Master of Wine student on the power of group study and breaking down blind tasting

PUBLISHED : Thursday, 29 September, 2016, 12:19pm
UPDATED : Thursday, 29 September, 2016, 5:42pm

If I said that the days leading up to doomsday (or the day I got the results of my Master of Wine exam) weren’t filled with blistering anxiety about this column, it would be one of the larger untruths I’ve attempted. As the day approached, my ego amused itself with fantasies of writing my column on another subject entirely (rootstocks or something), slipping “oh, and I didn’t pass” into the last sentence and hoping nobody noticed.

One of the risks of the increased access to our lives we are all somehow willing to afford each other is that when we suddenly decline to share, our silence rings painfully loud. To relieve the crushing suspense, I passed (although I suspect that since many of my readers are also my Facebook friends, you probably already know).

Fortunately, while I was agonising over how to infuse my own Facebook announcement with the appropriate levels of humility and gratitude, my pal Debra Meiburg sent out the message to her gajillion followers and so it became a moot point. Phew. Double fortunately, I’m feeling almost irrepressibly chirpy, with an elation largely unmarred by the fact that I’m not quite an MW yet and that the only real status change is that instead of a “Stage 2” student, I’m now “Stage 3”. As many people anywhere along the MW path will concur, the worst is past.

The question I’ve been fielding from people familiar with the exam and its brutality is what I think was different this year. Although two is obviously a pretty poor sample size for any sort of scientific inquiry, I feel strongly that it boils down to a few factors:

I’m still kicking myself for not acknowledging earlier the powers of group study. I had passed my entire academic existence prior to this year believing study groups were just something that happened to other people. My need/tolerance for human contact is illustrated by the fact that I spend much of my working day alone in a sealed room with only occasional visits from our dog, Kevin. Yet somehow, to my lasting amazement, the pressure and support of regular practice tastings with a group of four to eight like-minded people did me immeasurable good. Who knew?

I owe something to the brilliance of chess and jiu-jitsu champion Josh Waitzkin, a man able to dominate multiple fields once he relinquished the notion of being “talented”, and Tim Ferriss of The 4-hour Workweek fame, whose books helped me break down the beast that is blind tasting into imminently manageable chunks. Accepting that, even if tasting is something for which you don’t necessarily have innate talent, you could still get there by decoding and then toiling relentlessly at specific elements of it, helped immeasurably with step three.

Which was to relax, basically. Of course, this advice sounds as helpful and implementable as telling an awkward teenage boy to “just be yourself”. And yet, armed with Josh and Tim, I experienced exam week as an exquisite expanse of calm (bar my one panic). Copious meditation, ancient history reading (nothing gives you perspective like reading about the decimation of entire civilisations) and hugs helped.

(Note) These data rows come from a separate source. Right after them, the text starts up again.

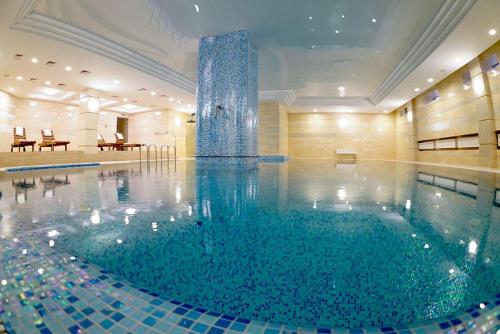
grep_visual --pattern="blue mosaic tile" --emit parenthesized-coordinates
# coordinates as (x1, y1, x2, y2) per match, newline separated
(196, 30, 258, 157)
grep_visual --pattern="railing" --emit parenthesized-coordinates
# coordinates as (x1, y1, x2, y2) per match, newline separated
(146, 144, 157, 167)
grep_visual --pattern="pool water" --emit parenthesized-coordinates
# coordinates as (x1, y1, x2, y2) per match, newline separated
(0, 160, 498, 330)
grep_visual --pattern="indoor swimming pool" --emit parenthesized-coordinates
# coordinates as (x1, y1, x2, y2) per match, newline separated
(0, 160, 498, 333)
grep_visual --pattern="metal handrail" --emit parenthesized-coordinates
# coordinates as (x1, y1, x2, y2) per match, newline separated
(146, 144, 157, 165)
(160, 144, 169, 161)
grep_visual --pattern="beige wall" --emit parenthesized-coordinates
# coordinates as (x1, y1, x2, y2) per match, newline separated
(259, 102, 288, 156)
(288, 112, 395, 159)
(393, 39, 500, 168)
(128, 109, 190, 158)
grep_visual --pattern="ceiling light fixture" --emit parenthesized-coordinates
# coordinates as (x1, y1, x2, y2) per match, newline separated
(123, 97, 128, 102)
(42, 87, 59, 95)
(194, 4, 200, 12)
(31, 58, 39, 63)
(29, 101, 37, 107)
(448, 92, 455, 97)
(383, 110, 388, 113)
(113, 79, 120, 84)
(16, 76, 23, 81)
(150, 91, 156, 96)
(488, 28, 497, 36)
(371, 17, 377, 23)
(67, 106, 75, 111)
(313, 108, 318, 112)
(64, 66, 72, 72)
(308, 16, 313, 20)
(414, 88, 421, 92)
(45, 80, 51, 85)
(169, 97, 174, 102)
(341, 14, 345, 18)
(338, 86, 345, 91)
(8, 88, 15, 92)
(427, 78, 434, 83)
(335, 30, 340, 34)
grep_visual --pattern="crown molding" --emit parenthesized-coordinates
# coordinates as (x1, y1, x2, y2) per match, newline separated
(294, 96, 372, 107)
(369, 0, 477, 105)
(11, 11, 197, 94)
(259, 90, 296, 105)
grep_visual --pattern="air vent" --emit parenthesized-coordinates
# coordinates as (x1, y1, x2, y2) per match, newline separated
(483, 54, 499, 71)
(14, 54, 23, 60)
(30, 78, 37, 81)
(462, 71, 472, 89)
(80, 70, 91, 75)
(159, 94, 167, 98)
(425, 89, 440, 103)
(3, 74, 10, 78)
(138, 88, 147, 91)
(111, 95, 119, 98)
(131, 100, 138, 103)
(58, 83, 66, 87)
(46, 61, 56, 67)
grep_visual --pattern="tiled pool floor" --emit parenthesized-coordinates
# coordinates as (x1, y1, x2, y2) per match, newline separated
(0, 231, 498, 334)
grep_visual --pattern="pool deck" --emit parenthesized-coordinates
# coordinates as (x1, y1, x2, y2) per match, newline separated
(0, 230, 498, 334)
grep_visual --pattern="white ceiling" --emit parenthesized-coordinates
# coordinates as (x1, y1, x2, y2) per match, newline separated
(1, 0, 500, 114)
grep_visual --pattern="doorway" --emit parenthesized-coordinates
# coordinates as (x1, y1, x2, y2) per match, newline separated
(116, 117, 128, 142)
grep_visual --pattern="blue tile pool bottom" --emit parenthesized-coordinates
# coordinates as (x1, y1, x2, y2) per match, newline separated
(0, 233, 498, 334)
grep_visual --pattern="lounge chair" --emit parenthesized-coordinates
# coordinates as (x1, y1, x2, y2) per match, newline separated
(115, 133, 143, 151)
(98, 134, 116, 151)
(38, 129, 70, 151)
(11, 127, 36, 152)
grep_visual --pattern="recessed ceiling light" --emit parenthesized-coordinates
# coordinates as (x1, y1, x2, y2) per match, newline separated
(64, 66, 72, 72)
(31, 58, 39, 64)
(177, 100, 182, 104)
(8, 87, 14, 92)
(427, 78, 434, 83)
(150, 91, 156, 96)
(169, 97, 174, 102)
(43, 87, 59, 95)
(414, 88, 421, 92)
(194, 4, 199, 12)
(335, 30, 340, 34)
(308, 16, 313, 20)
(155, 111, 162, 116)
(313, 108, 318, 112)
(448, 92, 455, 97)
(113, 79, 120, 84)
(371, 17, 377, 23)
(16, 76, 23, 81)
(45, 81, 51, 85)
(67, 106, 75, 111)
(488, 28, 497, 36)
(123, 97, 128, 102)
(341, 14, 345, 18)
(383, 110, 388, 113)
(29, 101, 37, 106)
(338, 86, 345, 91)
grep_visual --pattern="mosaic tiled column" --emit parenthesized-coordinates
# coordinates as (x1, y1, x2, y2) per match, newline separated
(78, 89, 100, 154)
(196, 30, 258, 157)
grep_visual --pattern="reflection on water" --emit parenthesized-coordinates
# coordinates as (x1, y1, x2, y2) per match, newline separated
(0, 160, 498, 329)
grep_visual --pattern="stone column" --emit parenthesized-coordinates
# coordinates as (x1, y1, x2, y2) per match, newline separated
(407, 101, 419, 161)
(78, 89, 100, 154)
(469, 58, 496, 168)
(196, 30, 258, 157)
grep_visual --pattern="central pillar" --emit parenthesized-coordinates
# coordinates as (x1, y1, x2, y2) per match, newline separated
(196, 30, 258, 157)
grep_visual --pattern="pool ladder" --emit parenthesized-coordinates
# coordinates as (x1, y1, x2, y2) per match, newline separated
(144, 144, 176, 166)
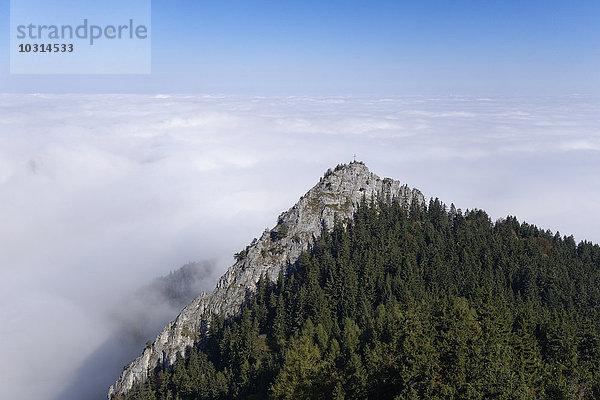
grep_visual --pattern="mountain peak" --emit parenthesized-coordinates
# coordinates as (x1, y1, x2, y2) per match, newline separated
(323, 160, 369, 175)
(108, 164, 424, 399)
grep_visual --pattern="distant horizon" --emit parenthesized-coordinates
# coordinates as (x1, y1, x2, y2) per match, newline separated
(3, 91, 599, 98)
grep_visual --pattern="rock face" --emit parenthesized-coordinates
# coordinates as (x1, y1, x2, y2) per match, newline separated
(108, 162, 424, 399)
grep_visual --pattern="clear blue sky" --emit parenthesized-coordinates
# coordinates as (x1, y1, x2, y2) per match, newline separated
(1, 0, 599, 95)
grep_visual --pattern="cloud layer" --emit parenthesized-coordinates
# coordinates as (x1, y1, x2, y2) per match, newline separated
(0, 93, 598, 399)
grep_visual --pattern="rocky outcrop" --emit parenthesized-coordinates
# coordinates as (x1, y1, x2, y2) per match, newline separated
(108, 162, 424, 399)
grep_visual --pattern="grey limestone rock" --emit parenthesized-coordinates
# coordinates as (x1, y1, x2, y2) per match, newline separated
(108, 162, 424, 399)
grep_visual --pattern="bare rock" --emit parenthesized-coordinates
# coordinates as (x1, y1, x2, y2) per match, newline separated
(108, 162, 423, 399)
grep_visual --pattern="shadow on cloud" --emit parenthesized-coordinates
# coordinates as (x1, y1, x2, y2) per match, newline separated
(54, 261, 216, 400)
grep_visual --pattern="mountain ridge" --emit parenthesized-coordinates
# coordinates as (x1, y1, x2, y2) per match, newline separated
(108, 162, 424, 398)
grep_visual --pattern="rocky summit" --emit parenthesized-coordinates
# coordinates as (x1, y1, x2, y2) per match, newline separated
(108, 162, 423, 399)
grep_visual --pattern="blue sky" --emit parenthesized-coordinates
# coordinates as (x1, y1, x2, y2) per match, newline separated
(1, 0, 599, 94)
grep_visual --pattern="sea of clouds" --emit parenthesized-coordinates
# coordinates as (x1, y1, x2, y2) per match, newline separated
(0, 93, 598, 400)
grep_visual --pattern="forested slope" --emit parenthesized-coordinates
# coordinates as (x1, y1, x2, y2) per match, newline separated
(121, 197, 600, 400)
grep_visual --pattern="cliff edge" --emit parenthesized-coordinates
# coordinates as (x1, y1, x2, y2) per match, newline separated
(108, 162, 424, 399)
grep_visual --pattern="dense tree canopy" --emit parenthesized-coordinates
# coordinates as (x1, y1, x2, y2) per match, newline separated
(120, 197, 600, 400)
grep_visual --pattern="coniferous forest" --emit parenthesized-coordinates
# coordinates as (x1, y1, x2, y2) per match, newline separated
(121, 197, 600, 400)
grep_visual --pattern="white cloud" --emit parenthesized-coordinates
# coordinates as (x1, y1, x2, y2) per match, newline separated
(0, 93, 598, 399)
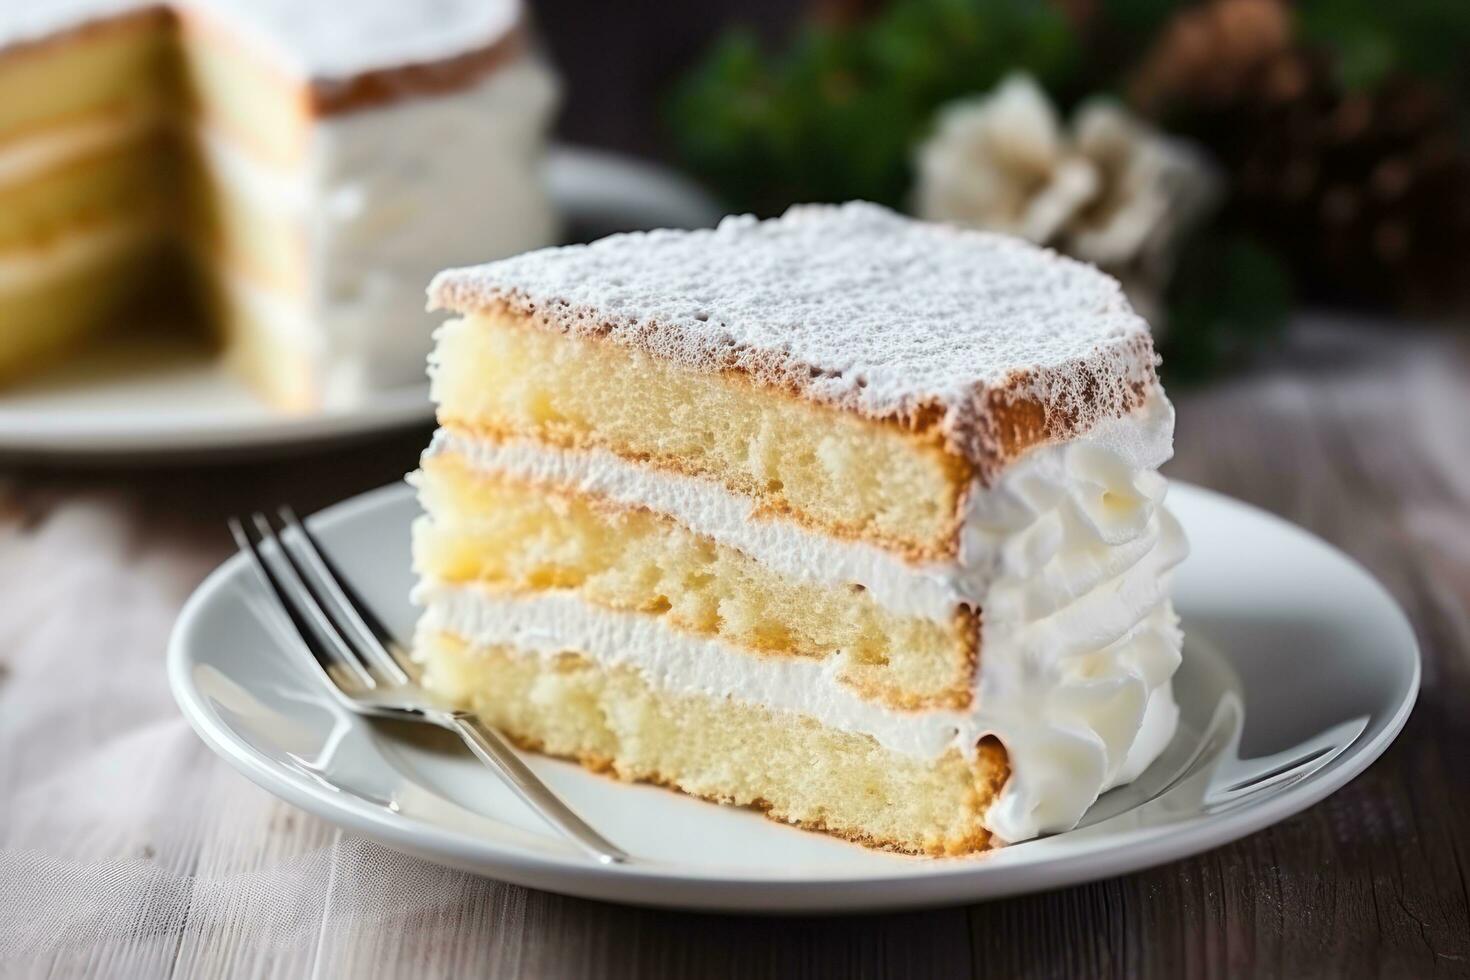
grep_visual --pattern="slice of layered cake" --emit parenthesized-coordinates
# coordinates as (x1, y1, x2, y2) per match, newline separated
(412, 202, 1187, 854)
(0, 0, 556, 408)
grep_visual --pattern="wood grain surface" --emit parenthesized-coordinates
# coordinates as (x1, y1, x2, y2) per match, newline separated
(0, 320, 1466, 979)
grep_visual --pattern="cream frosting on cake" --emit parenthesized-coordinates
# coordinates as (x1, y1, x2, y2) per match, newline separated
(0, 0, 556, 406)
(414, 204, 1187, 854)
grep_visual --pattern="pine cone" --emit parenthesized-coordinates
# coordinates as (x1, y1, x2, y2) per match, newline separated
(808, 0, 888, 27)
(1130, 0, 1293, 116)
(1132, 0, 1470, 309)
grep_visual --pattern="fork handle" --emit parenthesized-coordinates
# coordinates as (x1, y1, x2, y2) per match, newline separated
(449, 715, 630, 865)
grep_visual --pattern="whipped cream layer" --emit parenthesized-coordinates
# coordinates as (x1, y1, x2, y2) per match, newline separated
(428, 392, 1177, 624)
(417, 392, 1187, 842)
(427, 428, 968, 622)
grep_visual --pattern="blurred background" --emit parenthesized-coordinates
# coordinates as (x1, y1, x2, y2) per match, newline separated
(539, 0, 1470, 381)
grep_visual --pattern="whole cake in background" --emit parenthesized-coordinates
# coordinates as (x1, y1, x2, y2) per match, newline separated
(411, 202, 1187, 855)
(0, 0, 557, 409)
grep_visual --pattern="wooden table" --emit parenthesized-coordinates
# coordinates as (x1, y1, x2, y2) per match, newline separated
(1, 320, 1466, 978)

And now for the humility (or at least gratitude) saved up from my abandoned Facebook post: to my helper and husband, blind tasting organisers extraordinaire (and the latter especially for his generosity with the aforementioned hugs); my parents for their support in all forms (even my dad’s incessant questions about whether various implausible wines – Ruchè for example – might appear on the exams, to which the answer is still “hope not”); my brilliant study group, the unspeakably generous worldwide wine community who have lent their wisdom and insights, and the inimitable Debra Meiburg, whose brilliance and curiosity made me aspire to be an MW in the first place.

Finally: congratulations! To fellow Hongkongers Francesca Martin and Mabel Lai for passing theory and practical respectively on their first attempts, and Tim Triptree, also a recently anointed Stage 3, plus Mark Pygott and Fongyee Walker who have just added their names to the roster of Asia’s MWs. Huzzah for you all!

And now, onward and upward – a research paper on China’s online wine market glowers at me from my laptop, and I must return to it.